# Aquascape Number 1 - Retro journal



## Simon Day (26 May 2014)

Like many of the people using this forum I seem to have caught this aquascaping bug by chance. The following dozen or so steps just about sum it up really:

Step 1. buy 'low maintenance' goldfish pet for daughter……Step 2. watch said 'low maintenance' pet die due to lack of maintenance (and ignorance of basic fish keeping rules)….Step 3. buy bigger tank and replacement fish…. Step 4. surf internet for information on how to not kill replacement fish ….. Step 5. while surfing find amazing examples of aquascapes…… Step 6. think 'I wish I could do that'…..Step 7. plant a few plants in tank ….. Step 8. watch plants fail due to lack of maintenance (and ignorance of basic plant keeping rules)….Step 9. Surf internet some more and discover Green Machine etc …. Step 10. visit Green Machine and see the real thing up close….. Step 11. Hooked …. Step 12. Decide to do it properly and commence the steady process of draining bank balance!

The above steps took place in the 9 months or so leading up to December 2013 when Step 12 commenced with purchase of a 35 litre ADA nano tank.

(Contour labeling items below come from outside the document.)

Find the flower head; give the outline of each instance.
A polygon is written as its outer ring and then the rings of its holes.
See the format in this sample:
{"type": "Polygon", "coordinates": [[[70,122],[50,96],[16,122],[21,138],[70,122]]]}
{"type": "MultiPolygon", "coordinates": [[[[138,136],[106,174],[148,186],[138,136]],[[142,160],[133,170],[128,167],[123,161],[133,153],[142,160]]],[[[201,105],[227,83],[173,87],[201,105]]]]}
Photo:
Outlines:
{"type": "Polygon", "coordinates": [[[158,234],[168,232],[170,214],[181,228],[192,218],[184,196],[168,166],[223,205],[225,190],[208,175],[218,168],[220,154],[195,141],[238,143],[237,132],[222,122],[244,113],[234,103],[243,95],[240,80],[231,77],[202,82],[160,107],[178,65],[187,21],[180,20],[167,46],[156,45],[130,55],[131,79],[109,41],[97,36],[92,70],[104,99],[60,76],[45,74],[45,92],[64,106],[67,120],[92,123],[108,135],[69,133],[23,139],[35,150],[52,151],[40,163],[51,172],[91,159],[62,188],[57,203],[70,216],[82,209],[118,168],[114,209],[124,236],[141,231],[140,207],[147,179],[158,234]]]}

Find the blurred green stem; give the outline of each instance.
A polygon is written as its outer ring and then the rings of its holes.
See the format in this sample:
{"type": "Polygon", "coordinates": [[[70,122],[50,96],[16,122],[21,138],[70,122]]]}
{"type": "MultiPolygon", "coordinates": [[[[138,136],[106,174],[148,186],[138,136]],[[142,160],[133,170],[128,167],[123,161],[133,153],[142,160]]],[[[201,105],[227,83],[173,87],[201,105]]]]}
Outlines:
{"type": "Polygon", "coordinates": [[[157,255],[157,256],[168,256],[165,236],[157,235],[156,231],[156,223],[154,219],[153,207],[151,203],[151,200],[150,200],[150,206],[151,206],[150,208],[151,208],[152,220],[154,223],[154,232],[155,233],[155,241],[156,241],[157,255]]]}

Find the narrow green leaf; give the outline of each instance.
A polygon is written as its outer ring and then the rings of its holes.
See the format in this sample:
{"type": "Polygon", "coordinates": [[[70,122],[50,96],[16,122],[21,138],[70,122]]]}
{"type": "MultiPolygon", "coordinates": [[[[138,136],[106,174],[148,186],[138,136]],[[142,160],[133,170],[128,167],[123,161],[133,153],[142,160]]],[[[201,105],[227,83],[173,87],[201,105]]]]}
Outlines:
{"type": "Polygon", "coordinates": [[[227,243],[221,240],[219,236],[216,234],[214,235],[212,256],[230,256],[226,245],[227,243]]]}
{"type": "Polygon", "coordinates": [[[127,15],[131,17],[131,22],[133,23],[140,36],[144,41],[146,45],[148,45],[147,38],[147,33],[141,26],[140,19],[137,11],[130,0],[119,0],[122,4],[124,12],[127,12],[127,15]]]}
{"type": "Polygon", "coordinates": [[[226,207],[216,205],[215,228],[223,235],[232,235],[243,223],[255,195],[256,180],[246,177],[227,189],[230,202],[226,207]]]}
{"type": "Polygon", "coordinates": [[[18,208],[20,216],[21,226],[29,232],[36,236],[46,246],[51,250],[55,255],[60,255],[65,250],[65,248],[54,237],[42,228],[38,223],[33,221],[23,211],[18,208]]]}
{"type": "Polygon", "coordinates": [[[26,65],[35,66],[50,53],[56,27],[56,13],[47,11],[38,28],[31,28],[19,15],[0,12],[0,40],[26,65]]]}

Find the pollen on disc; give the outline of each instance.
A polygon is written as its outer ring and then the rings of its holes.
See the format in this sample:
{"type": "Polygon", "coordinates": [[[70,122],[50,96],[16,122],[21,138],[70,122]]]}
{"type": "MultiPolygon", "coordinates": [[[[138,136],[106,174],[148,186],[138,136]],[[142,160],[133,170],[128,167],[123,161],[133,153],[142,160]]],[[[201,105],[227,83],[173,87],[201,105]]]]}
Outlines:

The following notes and pictures show where I've got to in the following 5 months together with the ups and downs along the way!

I look forward to feedback from all of you who have walked this path ahead of me…………

So in line with what seems to be the convention I'll start with my current tank spec etc as of May 2014:

Tank - ADA 45P nano tank (approx 35 litres)
Filter - Tetratec EX400 external canister filter
Lighting - 2x Boyu T5 units (3x 8W bulbs each white/red mix). One on 8 hrs per day, Other 6 hrs.
Substrate - ADA Amazonia & Amazonia powder
Hardscape - grey/green greywake (from a local quarry)
CO2 - Sodastream bottle with dual stage regulator and mini-bazooker diffuser (8 hrs per day - on/off approx 1 hour before lights on/off)
Flora - HC, Riccia, Eleocharis mini, Hydrocotyle tripartita, Vesicularia ferriei 'weeping' moss
Fauna - 4x Ammano shrimp, 10x Crystal Red shrimp, No fish!
Fertilisers - Tropica Premium & Specialised liquid fertilizer (1x pump (1.2ml) per day on alternate days)
Water - very soft tap water ph 6.5. Temp 23 degrees C.
Heater - Hydor in line 200W unit

The above were reached with a fair few changes along the way …..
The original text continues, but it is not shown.